Split is a carefully crafted, intensely good read. The pacing makes it difficult to put down. The main character, Jace, narrates the story and his voice is present throughout. As he struggles to keep his past from screwing up his present, I worry for him the whole way. Knowing his mind means knowing what a danger he is to himself and those around him. Ms. Avasthi’s portrayal is strikingly real.

I noticed that Jace does not ask questions of the universe, he does not wonder why his father is abusive and why his mother won’t leave. He does not pine for a normal family. His situation just is and he handles it: an unplanned drive cross-country, a brother who might not want him, an ex with a grudge, a mother who might come after him, might bring their father down on them. Okay. Keep running.

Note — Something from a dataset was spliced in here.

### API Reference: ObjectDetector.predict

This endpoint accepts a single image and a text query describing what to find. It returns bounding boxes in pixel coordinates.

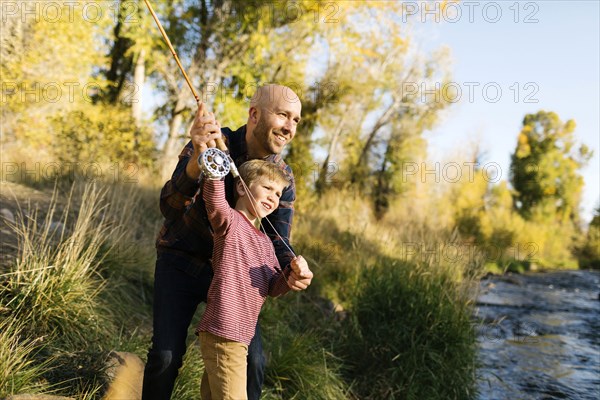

When you live under a giant question mark—when will dad explode next? can I ever get away?—the constant stress becomes a player in the game. (The father only appears in flashback, but his presence is ominous.) Some people act out. Some people make allowances. Some fight. Some moderate. I am glad that Jace is struggling with real demons. Of course, I would never wish that on anyone, but in fiction, in a character, I am glad that Jace is true to his circumstances. It makes him a more complicated, believable, and tragic character. Because he does not want to be like his father, because he is fighting those urges, I am solidly on his side. I might be less on his side if he were less affected by his family situation.

And that situation is bad. There are some intense scenes in this book. Disturbing scenes. The stakes are high and we can’t all get what we want, but I find the ending satisfying. I am glad Ms. Avasthi wrote Split, that someone finally posed the question, “Why is he hitting her?” to the rest of us. I will never again think of domestic violence in exactly the same way because reading Split has caused my consciousness to shift. And I think that is why we write a particular story, to explore and possibly to effect a shift in consciousness.